Já morei três vezes em Brasília e se tiver oportunidade morarei de novo, com muito prazer. A primeira vez foi mais difícil. Claro. Estava fazendo mestrado na UnB (1979/1980, para sermos precisos). Logo descobri que a cidade tem camadas. Quando a gente só vai por uns dias, fica num nível superficial. E aí concordo com todos vocês, é uma cidade sem grandes atrativos. Mas ao morar em Brasília a gente mergulha para os níveis reservados.

Abaixo da superfície, a cidade continua complexa. Tem quem viva lá há décadas e não goste. Tem quem ame de paixão no terceiro mês. Porque descobre o jeitão da cidade que nasceu dentro daquela utopia. Claro que não é nada daquilo que foi planejado. Como aquelas plantas que brotam pelas frestas, abrem rachaduras, infiltram-se por todos os lados, menos pela boca do vaso. Mas é uma cidade inegavelmente charmosa.

Na segunda vez, já em 1985, fiquei pouco mais de um ano. E este tem sido, para mim, o problema principal de Brasília. Não se trata de um projeto de vida "vou comprar uma casinha e morar em Brasília". É sempre um projeto profissional, uma tarefa, geralmente com tempo para iniciar e acabar.

A última vez, em 2001, novamente um convite profissional. Mais uma vez aceito com alegria. A gente sempre se deu bem com a cidade, sempre deu sorte para achar onde morar e sempre foi muito feliz em Brasília. Quando os ventos profissionais nos levam embora, sempre fica no ar uma tristeza, um ar de namoro rompido e uma sensação de que a gente ainda vai voltar.

Não sinto falta do mar, que é a queixa mais freqüente dos litorâneos que moram lá. Uns tantos, por falar nisso, parecem eternamente insatisfeitos. Falta mar, falta chuva, falta esquina, falta morro, falta tudo. Uma grande injustiça. O horizonte de Brasília, o céu imenso, suprem satisfatoriamente a sensação que o mar oceano oferece. Não chover é bom, pelo menos para quem vem de lugares úmidos.

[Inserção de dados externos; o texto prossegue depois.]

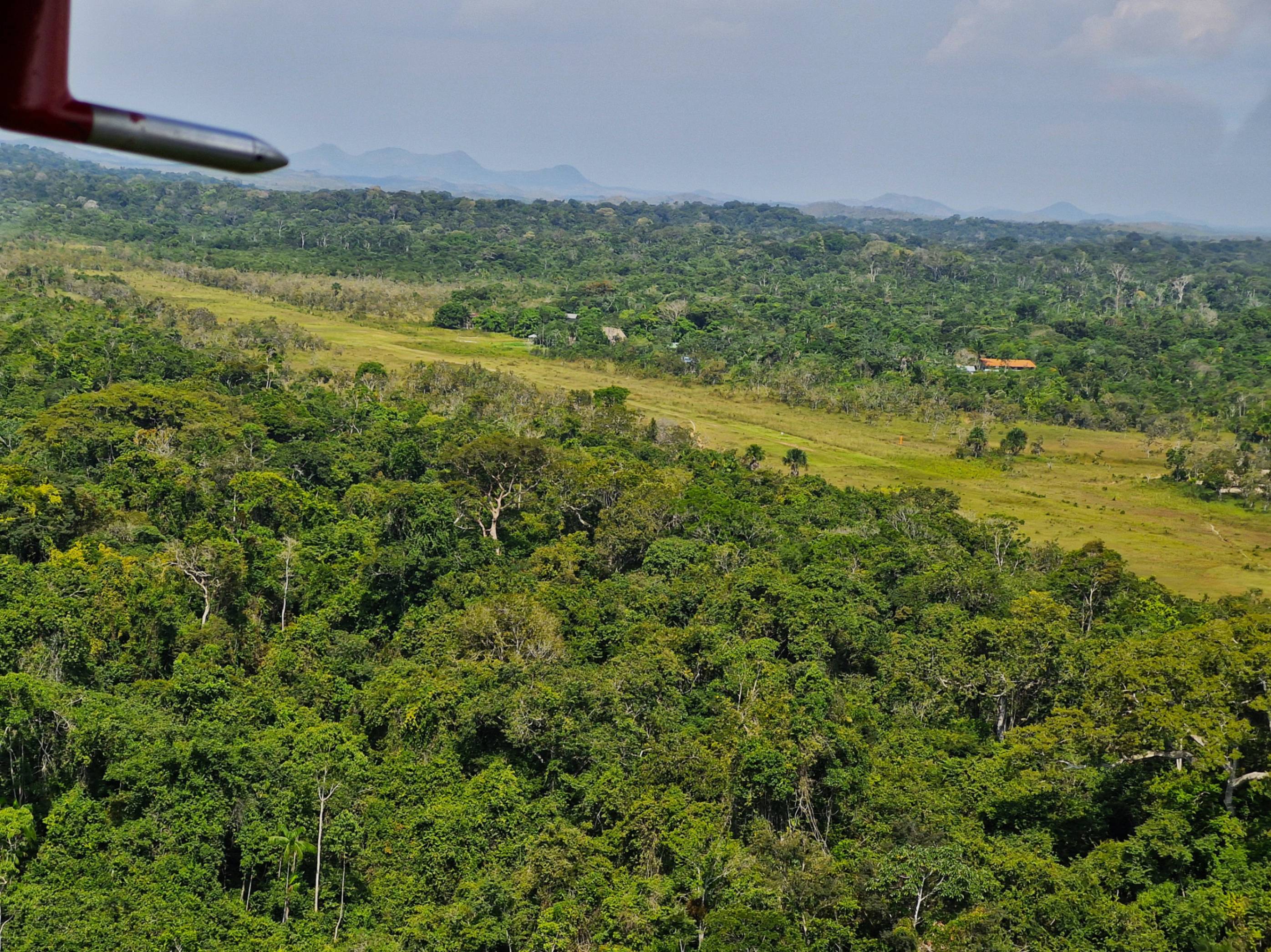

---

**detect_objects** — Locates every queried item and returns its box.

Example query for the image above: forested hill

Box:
[0,249,1271,952]
[0,141,1271,444]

Ter hora e data para chover é ótimo. Clima organizado, civilizado. E tem de tudo, em Brasília: cada um que chega de um canto do País ou do mundo traz um pouquinho da sua terra.

Mesmo que a realização tenha saído diferente do projeto, é inegável que Brasília cumpriu pelo menos uma das suas metas: é o centro do Brasil. O Brasil inteiro se encontra lá. Dá pra encontrar gente do Brasil todo em Brasília. Dá pro sulista aprender, finalmente, que os sotaques de Pernambuco, Bahia e Ceará são muito diferentes. E dá pros nordestinos verem que os sotaques de gaúchos, catarinenses e paranaenses são igualmente diferentes. Dá pra comer galeto na brasa como em Gramado e carne de sol como em Natal. E assim por diante.

Nos jornais e nas tevês do resto do País, Brasília é sinônimo do Congresso ou do Executivo. Ônus de capital. Mas nunca é demais lembrar que a maioria daqueles cuja má-fama contamina a imagem da cidade, chegam na terça-feira e vão embora na quinta. São gente de Alagoas, de Santa Catarina, do Rio, do diabo a quatro, eleitos não pelo pessoal que mora em Brasília, mas pela gente desses estados. E, é claro, quando eles pisam na bola, Brasília leva a fama.

Chega, antes que comece a lembrar dos amigos e amigas brasilienses, bata o banzo e acabe torrando uma nota em passagem aérea pra matar a saudade.